Architecture

Important

This page is intended for the developers of czz and the very curious—it is not necessary for users.

czz is implemented as a collection of Haskell libraries. There are four first-party libraries, which correspond directly to some of the top-level directories in the czz source tree.

• czz, AKA czz core:

  • Description: generic fuzzing algorithm, language-agnostic mutations

• czz-jvm:

  • Description: JVM-specific wrapper for czz core

  • Depends on: czz

• czz-llvm:

  • Description: LLVM-specific system model, mutations, wrapper for czz core

  • Depends on: czz

• czz-llvm-tui:

  • Description: terminal user interface (TUI) for czz-llvm

  • Depends on: czz, czz-llvm

The dependencies of these libraries include the Haskell standard library base, a few utility libraries such as containers and time, and, most notably, Crucible.

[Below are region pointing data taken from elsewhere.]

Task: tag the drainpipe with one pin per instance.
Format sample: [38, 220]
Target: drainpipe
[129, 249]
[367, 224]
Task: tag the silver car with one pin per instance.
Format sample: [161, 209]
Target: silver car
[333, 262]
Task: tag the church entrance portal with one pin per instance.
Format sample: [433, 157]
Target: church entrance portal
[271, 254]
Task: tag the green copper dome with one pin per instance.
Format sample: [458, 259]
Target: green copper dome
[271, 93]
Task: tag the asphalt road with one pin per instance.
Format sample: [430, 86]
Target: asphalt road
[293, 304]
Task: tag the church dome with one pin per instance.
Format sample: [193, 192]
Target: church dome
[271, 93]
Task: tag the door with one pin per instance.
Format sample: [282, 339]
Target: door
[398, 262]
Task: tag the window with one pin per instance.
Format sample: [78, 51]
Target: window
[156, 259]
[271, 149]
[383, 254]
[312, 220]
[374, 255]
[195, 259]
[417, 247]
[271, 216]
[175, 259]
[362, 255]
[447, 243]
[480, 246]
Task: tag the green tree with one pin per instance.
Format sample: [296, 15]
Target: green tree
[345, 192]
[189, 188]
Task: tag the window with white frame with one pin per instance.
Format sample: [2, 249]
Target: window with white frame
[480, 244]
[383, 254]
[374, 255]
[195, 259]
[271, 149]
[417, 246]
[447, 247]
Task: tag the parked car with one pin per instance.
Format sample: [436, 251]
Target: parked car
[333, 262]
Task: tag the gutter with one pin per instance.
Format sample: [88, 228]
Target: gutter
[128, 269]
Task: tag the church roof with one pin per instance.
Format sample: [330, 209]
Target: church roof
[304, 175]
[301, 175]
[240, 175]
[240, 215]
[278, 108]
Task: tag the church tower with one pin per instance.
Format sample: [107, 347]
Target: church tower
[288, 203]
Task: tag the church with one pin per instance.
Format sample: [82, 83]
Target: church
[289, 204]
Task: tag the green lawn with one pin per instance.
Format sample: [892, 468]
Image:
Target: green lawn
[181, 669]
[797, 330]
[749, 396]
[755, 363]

Crucible is a library for the symbolic execution of imperative programs. It provides a core Crucible intermediate representation (IR) with language-specific extensions. czz-jvm translates programs into the Crucible-JVM IR, whereas czz-llvm translates them into the Crucible-LLVM IR. The functionality in czz core is polymorphic over (i.e., agnostic to) the Crucible IR extension. While Crucible is capable of symbolic execution, czz only uses it for concrete execution.